Elder Research partnered with Excella Consulting to build an end-to-end grant risk estimation solution in the client’s AWS cloud. It used text mining and document classification to extract CPA Findings from audit reports and assign risk scores to federal grant recipients.
The client needed to optimize strategies to fight fraud, waste, and abuse for federal grant applications. Grant recipients must undergo a Single Audit performed by an independent certified public accountant (CPA) as defined in Circular A-133 by the U.S. Office of Management and Budget. The audit is to ensure a recipient complies with the federal program's requirements for how the money can be used. One of its key elements is the Findings section where independent auditors list where the auditee is not following best financial or government grant program practices and requirements. The project goal was to use text mining and machine learning to extract the independent CPA Findings from the reports and to use them to evaluate grant recipient risk.
Elder Research partnered with Excella Consulting to build an end-to-end solution in the client’s AWS cloud. The solution involved data ingestion, unsupervised and supervised machine learning, and a powerful dashboard visualization and drill down tool based on Looker.
The client receives approximately 50 thousand audits per year. Audit reports are multi-document PDFs ranging in size from dozens to hundreds of pages and comprised of a mix of machine-readable text and scanned images. We extracted approximately 12 million PDF pages (for about five years of audits), performed text mining, and incorporated other structured data sources to assign risk scores to recipients. A model ensemble that included a Convolutional Neural Network (CNN) and a Recurrent Neural Network (RNN) was used to classify pages during text mining. We found that the structured data only documented about half of the actual Findings. The document classification system identified audit findings with 81% precision and 95% recall rates as shown in Figure 1.

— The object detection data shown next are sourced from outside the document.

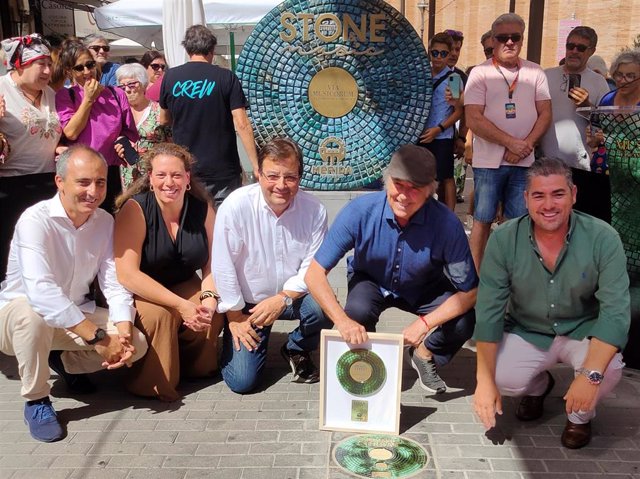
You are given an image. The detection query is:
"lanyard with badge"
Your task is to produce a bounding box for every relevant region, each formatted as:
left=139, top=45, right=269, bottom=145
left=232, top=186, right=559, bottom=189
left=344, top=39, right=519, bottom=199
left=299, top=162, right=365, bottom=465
left=493, top=57, right=520, bottom=120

Figure 1: The Precision-Recall curve of our page classification algorithm. The black line is a baseline Naive Bayes model, and the Red line is our CNN/RNN hybrid algorithm, which dominates the baseline model, and exceeded the project goal of 80% Precision and 95% Recall.
As a next step we are currently working on extracting and analyzing the text of each individual Finding using a hybrid CNN/RNN model working at the granularity of characters.
More than 260 auditors, investigators, evaluators, and lawyers now use the tool and it has helped launch or support eight audits in four different regions, three evaluations in three regions, and one major investigations project. Our client has named this project one of its five most important initiatives.
Elder Research helped the client throughout the entire agile development process, from road mapping machine learning goals, to the selection of infrastructure/tools and data sources. The project has been extended to include more data sources, text mining, graph analysis, and other leading-edge technologies and goals.